The benchmark S&P 500 index has slumped 4.6% since Fed Chair Jerome Powell last week reaffirmed the central bank’s determination to raise interest rates despite a slowing economy.

Traders raised their bets on a third straight 75 basis points increase in September to 76.5% from 70% before the job openings data was released.

Meanwhile, demand for labor showed no sign of cooling as data showed US job openings rose to 11.239 million in July.

All eyes are now on the August non-farm payrolls data on Friday.

“Markets are so focused on Fed that a jobs number on Friday that’s too strong will likely spook some folks. We really need Goldilocks here,” said Jeff Buchbinder, chief equity strategist for LPL Financial.

“Stocks can go a little higher between now and the end of the year, but in the near-term we would expect quite a bit of choppiness as the market gathers more information on the outlook for the Fed and interest rates.” All S&P 500 sectors were trading in the red. The benchmark 10-year Treasury yield erased early morning losses to trade higher at 3.11%.

Rate-sensitive megacap growth and technology stocks such as Microsoft Corp, Apple Inc and Nvidia Corp , fell between 0.6% and 1.1%.

At 10:24 a.m. ET, the Dow Jones Industrial Average was down 184.94 points, or 0.58%, at 31,914.05, the S&P 500 was down 28.81 points, or 0.71%, at 4,001.80, and the Nasdaq Composite was down 86.17 points, or 0.72%, at 11,931.50.

The CBOE Volatility index, also known as Wall Street’s fear gauge, rose for the third straight session and was last trading at 26.41 points.

Adding to worries, Taiwan’s military fired warning shots at a Chinese drone which buzzed an islet controlled by Taiwan near the Chinese coast.
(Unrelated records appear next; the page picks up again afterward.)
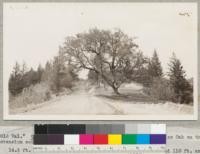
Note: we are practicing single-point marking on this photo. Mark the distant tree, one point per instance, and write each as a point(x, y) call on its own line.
point(15, 80)
point(47, 73)
point(154, 68)
point(109, 54)
point(40, 71)
point(180, 85)
point(140, 72)
point(63, 75)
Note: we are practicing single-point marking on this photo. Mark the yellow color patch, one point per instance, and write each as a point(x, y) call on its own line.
point(114, 139)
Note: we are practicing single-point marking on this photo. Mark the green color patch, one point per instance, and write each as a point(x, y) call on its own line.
point(129, 139)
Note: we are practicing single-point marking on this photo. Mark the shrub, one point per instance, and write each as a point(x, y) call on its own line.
point(32, 95)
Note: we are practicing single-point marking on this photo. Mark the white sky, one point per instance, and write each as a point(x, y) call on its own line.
point(33, 31)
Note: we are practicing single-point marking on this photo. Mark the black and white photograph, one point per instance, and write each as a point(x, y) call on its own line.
point(100, 61)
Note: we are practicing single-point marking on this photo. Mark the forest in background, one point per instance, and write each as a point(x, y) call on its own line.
point(111, 58)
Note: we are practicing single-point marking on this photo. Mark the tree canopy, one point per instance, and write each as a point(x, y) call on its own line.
point(112, 55)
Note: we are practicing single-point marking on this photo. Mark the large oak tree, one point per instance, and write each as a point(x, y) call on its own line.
point(111, 54)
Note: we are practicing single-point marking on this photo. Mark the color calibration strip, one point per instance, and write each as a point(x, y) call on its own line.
point(106, 134)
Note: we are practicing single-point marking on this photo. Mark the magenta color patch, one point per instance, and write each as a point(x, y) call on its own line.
point(86, 139)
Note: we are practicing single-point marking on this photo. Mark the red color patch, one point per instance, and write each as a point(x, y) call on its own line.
point(100, 139)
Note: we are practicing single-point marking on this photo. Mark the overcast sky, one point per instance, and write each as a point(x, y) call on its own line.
point(33, 31)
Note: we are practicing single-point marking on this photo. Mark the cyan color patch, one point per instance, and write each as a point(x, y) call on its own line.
point(142, 139)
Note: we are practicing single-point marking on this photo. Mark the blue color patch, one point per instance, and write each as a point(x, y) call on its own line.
point(143, 139)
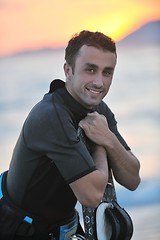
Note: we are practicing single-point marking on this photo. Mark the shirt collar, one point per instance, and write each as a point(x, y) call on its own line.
point(75, 107)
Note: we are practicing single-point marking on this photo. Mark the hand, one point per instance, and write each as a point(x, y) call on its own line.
point(95, 127)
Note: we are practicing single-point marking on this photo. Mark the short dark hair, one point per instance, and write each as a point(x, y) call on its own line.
point(95, 39)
Best Buy Co rose 4.6% after it reported a smaller-than-expected drop in quarterly comparable sales as steep discounts helped soften the blow to electronics demand from rampant inflation.
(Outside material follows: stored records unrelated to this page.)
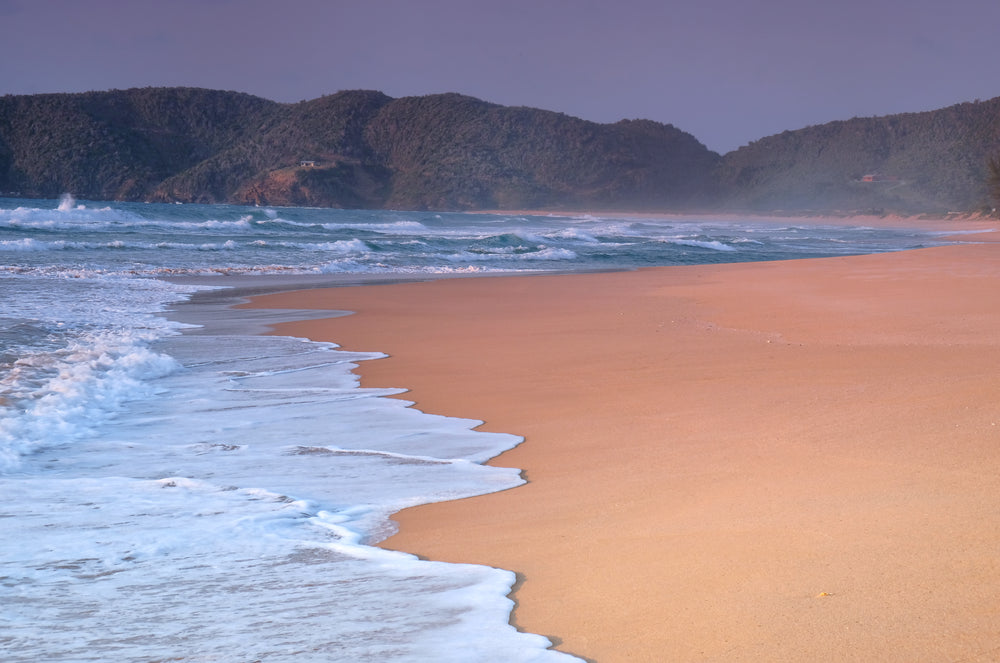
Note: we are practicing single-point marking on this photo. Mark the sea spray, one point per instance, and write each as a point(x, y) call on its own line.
point(216, 496)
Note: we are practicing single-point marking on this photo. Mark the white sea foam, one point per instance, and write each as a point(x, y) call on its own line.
point(181, 492)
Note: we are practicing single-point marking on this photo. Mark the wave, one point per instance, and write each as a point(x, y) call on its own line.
point(715, 245)
point(56, 397)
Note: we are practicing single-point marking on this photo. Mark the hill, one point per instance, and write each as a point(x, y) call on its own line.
point(350, 149)
point(363, 149)
point(933, 161)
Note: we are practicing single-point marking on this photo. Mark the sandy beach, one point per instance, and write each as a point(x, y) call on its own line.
point(780, 461)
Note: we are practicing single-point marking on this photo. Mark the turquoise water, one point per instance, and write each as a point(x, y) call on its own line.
point(215, 495)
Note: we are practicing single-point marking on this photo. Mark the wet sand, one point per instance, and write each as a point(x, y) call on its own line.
point(787, 461)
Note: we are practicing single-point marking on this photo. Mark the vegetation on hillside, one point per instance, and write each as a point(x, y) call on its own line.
point(364, 149)
point(920, 162)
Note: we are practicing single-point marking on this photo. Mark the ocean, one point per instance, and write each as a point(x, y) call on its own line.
point(195, 492)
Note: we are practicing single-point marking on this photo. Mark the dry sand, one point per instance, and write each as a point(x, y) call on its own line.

Twitter Inc dipped 1% as Tesla Inc chief Elon Musk sent an additional notice to terminate the $44 billion deal to acquire the social media company.

Declining issues outnumbered advancers for a 2.55-to-1 ratio on the NYSE and for a 1.90-to-1 ratio on the Nasdaq.

The S&P index recorded no new 52-week highs and 10 new lows, while the Nasdaq recorded six new highs and 102 new lows.